Several tax experts suggested that some courts might be persuaded that the Treasury Department should be able to correct an obvious drafting error, or that the political arguments favor the Treasury Department.

In explaining its authority to issue the rules, the Treasury Department stated that it had been directed pursuant to Section 1061 (f) to issue rules or guidelines “necessary or appropriate for the purposes of the law”.

The department also noted that the definition of “corporation” in the Joint Tax Committee’s Blue Book, which was created to explain the law after it came into force, “does not include an S corporation”.

However, some questioned the usefulness of the Blue Book for the Treasury Department in a future court case.

“Aside from the fact that courts do not usually believe the blue books because they are issued after they are issued, the blue book is just a concluding statement with no justification,” said Monte Jackel, tax expert and former specialist advisor to the IRS chief counsel .

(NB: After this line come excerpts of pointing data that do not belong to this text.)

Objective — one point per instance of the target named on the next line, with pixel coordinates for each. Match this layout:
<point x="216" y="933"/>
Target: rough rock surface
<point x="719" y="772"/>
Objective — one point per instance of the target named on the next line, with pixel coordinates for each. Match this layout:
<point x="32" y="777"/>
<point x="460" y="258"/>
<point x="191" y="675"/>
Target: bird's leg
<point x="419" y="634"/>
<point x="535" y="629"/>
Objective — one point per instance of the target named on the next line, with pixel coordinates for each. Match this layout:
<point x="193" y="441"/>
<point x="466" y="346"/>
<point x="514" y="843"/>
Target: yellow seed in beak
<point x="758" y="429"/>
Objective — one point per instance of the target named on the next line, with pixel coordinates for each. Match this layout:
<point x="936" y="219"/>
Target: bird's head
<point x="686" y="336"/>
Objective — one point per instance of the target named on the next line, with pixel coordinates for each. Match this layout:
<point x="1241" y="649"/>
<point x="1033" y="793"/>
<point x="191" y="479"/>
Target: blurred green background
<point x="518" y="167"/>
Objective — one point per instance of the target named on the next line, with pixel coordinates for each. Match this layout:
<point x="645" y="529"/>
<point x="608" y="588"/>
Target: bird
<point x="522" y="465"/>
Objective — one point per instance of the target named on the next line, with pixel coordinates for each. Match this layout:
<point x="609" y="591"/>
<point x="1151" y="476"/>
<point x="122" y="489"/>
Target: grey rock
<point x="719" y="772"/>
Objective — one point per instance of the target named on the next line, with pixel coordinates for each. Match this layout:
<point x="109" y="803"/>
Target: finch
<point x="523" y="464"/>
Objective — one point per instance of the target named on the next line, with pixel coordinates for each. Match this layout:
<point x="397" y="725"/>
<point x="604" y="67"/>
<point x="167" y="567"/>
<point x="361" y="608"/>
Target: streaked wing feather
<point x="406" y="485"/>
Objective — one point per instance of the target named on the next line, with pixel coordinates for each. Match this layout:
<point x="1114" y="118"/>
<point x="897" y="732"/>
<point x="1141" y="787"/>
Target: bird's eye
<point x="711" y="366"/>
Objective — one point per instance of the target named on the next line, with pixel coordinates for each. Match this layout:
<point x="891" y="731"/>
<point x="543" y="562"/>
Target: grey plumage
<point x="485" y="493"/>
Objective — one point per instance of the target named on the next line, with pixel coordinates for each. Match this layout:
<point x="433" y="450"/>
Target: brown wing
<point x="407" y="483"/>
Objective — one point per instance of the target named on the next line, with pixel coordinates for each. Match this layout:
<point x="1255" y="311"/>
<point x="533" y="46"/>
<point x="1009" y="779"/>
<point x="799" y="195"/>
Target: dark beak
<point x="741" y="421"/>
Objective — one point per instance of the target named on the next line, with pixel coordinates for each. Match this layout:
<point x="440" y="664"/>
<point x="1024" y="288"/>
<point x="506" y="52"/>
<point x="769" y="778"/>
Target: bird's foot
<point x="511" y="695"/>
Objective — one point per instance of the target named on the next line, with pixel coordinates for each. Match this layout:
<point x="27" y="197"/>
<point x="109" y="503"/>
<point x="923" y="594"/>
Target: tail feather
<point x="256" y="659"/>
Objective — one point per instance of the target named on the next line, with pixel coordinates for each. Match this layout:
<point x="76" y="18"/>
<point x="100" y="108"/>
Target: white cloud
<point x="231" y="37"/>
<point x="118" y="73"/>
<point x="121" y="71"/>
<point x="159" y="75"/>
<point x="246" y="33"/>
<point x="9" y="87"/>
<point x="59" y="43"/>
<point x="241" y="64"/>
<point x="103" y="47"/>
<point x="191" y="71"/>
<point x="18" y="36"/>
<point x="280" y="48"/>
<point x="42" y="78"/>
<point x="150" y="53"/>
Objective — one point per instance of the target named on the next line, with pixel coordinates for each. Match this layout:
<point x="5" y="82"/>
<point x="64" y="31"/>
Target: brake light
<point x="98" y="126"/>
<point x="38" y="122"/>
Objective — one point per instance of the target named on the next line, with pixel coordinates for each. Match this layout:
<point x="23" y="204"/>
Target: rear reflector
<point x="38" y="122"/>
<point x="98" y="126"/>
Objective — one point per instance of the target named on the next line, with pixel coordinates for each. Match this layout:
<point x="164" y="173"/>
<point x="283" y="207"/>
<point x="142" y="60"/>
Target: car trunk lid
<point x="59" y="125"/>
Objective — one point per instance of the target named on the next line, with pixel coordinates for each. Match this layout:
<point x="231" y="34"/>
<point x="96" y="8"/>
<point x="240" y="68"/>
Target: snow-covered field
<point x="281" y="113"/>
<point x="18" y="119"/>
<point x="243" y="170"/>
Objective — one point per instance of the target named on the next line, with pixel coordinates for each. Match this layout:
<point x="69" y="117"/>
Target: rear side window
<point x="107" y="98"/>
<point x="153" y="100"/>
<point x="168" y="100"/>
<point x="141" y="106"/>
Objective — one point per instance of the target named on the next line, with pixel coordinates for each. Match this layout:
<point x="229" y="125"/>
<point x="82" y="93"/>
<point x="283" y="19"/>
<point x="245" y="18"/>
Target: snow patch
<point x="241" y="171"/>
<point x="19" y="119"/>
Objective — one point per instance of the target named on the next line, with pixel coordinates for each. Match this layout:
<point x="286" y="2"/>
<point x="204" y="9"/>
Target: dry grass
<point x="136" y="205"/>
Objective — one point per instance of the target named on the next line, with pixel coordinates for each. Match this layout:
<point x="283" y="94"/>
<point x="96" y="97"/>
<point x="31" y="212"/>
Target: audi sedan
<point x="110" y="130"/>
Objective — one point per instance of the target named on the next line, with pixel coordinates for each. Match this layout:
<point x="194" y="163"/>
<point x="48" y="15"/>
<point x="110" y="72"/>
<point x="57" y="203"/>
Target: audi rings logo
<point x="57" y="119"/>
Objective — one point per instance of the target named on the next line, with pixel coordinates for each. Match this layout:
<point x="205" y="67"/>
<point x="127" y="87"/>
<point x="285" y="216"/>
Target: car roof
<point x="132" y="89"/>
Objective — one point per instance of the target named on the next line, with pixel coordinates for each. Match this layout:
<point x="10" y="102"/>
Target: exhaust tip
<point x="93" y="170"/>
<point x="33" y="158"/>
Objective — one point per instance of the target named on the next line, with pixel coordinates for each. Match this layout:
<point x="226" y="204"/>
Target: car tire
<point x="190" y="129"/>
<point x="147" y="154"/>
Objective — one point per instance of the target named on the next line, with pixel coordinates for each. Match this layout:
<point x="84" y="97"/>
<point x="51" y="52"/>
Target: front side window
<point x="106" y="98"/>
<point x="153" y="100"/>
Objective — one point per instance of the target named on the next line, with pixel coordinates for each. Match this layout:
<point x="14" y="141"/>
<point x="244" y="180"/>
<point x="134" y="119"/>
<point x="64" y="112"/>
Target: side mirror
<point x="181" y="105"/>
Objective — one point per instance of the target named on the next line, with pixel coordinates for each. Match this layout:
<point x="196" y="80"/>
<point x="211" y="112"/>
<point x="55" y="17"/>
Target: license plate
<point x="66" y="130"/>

The Treasury Department’s justifications come at a time when the department has expanded its explanations of key rules as it faces a growing risk of lawsuits challenging their validity.

Anderson said the Treasury Department’s discussion of its regulator in the proposed rules was “a little exhaustive and not exactly a bulletproof defense,” but cautioned not to read too much. “They may have a stronger case that they didn’t set out in the proposed rules, and I also think that going too deep into the discussion would look overly defensive.”

– With the support of Allyson Versprille.